Recently, I've argued that we would expect an S-shaped shift from private cars to transit if the following conditions hold:
Efficiency: for every dollar of subsidies, transit gives people more access to places where they want to go than cars do.
Demand: people patronize systems depending on the access that they offer.
Representation: subsidies are distributed based on demand.
I've now discussed efficiency and representation. I've touched on demand before, but it's the kind of thing you can say a lot about: what factors go into a person's mode choice? Recently, EngineerScotty and Jarrett Walker have also discussed some of the motives for mode choice. But before I do that, I think it's important to observe that "mode choice" actually covers several different choices that people can make.
You might think that a mode choice was a universal, permanent decision, such as "I will walk everywhere I go," or "I will always take transit." But that actually doesn't happen, unless someone's really trying to make a point. Even the most diehard walker will probably take a ferry if there's no bridge available.
At the opposite end of the spectrum, but pointing in a similar direction, no transportation system provides door-to-door service for every possible trip. It may not matter for our goals that someone walked the thirty feet from their front door to the car, but it may matter that once they got out of the car, they walked a full city block length to get out of the parking lot.
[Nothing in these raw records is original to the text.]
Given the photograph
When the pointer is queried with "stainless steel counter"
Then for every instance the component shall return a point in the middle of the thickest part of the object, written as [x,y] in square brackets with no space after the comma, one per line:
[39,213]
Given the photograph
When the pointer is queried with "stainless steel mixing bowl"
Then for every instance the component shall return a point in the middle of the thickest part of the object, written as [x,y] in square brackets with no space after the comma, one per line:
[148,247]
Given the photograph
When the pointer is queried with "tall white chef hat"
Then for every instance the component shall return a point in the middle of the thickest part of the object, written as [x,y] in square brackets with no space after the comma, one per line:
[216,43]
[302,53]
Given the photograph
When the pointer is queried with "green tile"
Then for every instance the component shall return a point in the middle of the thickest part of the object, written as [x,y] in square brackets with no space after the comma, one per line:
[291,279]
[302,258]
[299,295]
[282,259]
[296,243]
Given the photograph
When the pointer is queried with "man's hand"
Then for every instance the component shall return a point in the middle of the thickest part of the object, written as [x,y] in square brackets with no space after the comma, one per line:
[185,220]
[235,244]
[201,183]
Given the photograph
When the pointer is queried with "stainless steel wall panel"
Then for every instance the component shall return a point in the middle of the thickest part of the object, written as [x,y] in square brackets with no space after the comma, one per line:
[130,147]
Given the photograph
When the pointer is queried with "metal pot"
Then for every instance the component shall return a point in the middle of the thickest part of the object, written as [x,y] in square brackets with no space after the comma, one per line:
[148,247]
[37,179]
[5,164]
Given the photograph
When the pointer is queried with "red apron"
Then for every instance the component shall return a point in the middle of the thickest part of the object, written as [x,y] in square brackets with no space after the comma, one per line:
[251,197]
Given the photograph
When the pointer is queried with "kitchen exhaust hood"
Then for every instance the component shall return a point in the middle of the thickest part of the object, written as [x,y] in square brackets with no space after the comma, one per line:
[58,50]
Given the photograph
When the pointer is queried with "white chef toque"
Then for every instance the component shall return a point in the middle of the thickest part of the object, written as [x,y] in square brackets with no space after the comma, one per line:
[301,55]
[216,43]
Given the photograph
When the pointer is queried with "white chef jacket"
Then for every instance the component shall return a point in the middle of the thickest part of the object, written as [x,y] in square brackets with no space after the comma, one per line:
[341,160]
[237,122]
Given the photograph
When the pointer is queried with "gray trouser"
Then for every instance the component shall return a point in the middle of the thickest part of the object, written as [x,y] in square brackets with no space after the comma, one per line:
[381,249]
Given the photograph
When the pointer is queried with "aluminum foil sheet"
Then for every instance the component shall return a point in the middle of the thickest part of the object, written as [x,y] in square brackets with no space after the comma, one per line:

One kind of mode choice is per trip, based on particular circumstances ("It's icy, so I'll leave the bike at home") or as a trial. Often, it's based on whether the vehicle will be an asset or a burden later: someone may drive because they're planning to go straight to their country house after work, or alternatively they'll take transit because they're planning to go out drinking after work. In some circumstances you can even decide on the fly for a particular leg of the trip ("I didn't see a bus, so I hailed a taxi").
If someone makes a long-term mode decision, they often don't make it overall, but for a specific class of trips. One common scenario is the suburban resident who gets to work by bus-walk or walk-train-walk, but drives to the supermarket and the movie theater. Some people have fantastically complex arrangements that they can maintain for years: subway to work, commuter rail to visit the Stamford office, car service home from work, taxi to go to the doctor across town, car to go to Vermont for the weekend, bus to get to the museum, subway to meet a friend in Greenwich Village, walk to the deli, rollerblade to the park, fly to Punta Cana.
There are also long-term commitments and investments, the most obvious one being buying a car, a bicycle, a car-sharing or bike-sharing membership, or a transit pass. Other choices include the location of your residence, how much off-street parking it has, your workplace, whether you have to travel for work and how much and where, your favorite social hangout, your shopping, your child's school, a weekend or summer house, place of worship, and restaurants. Any of these locations may be better or worse for transit, driving, walking, bicycling or skating. They will all affect long and short-term mode choices.
One of the most frustrating things for me during the congestion pricing debate was to read comments like, "It's not a choice! I need a car! I need to drive! I need a free parking permit! How else am I supposed to get from my home in Rockland to my kid's school in Manhattan and my job in Brooklyn?" What was even worse was when instead of "I" they said, "some people, unlike you elitists..."
Since our proximate goal is to get people to stop using cars, we care about all these decisions: the short term and the long term, and the commitments that influence them. The good news is that there are tons of ways that the environment can be changed to encourage people to choose transit, walking or cycling more often. The bad news is that these can be changed in the other direction too.